You might be thinking that perhaps no AI self-driving car should be allowed onto the public roadways until it is fully tested in a lab.

This is a nice thought, but one that seems less viable in the real-world. One argument is that until an AI self-driving car is on the public roadways, it cannot be fully tested. There is only so much testing you can do via simulation. There is only so much testing that you can do via closed tracks that are built specifically for AI self-driving car testing. It is argued that the complexity of driving on public roadways can only in-the-end be ascertained by actually having the AI drive a car on public roadways.
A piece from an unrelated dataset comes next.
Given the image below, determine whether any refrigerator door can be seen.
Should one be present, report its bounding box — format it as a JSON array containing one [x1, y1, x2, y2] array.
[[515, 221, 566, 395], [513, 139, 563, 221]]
Self-Driving Car AI Will Keep Learning Over Time

There’s another underlying aspect that adds to this dilemma. For many of the AI self-driving cars, the auto makers and tech firms are establishing the AI to be able to learn over time. Using various Machine Learning aspects, the AI self-driving car is intended to learn as it goes. This is rather different than most non-AI non-ML systems that pretty much do the same thing once they are released into production and actual use. If you have a system that does the same things over and over, you can test beforehand quite extensively. If you have a system that is changing as it is in use, the ability to test the system begins more problematic.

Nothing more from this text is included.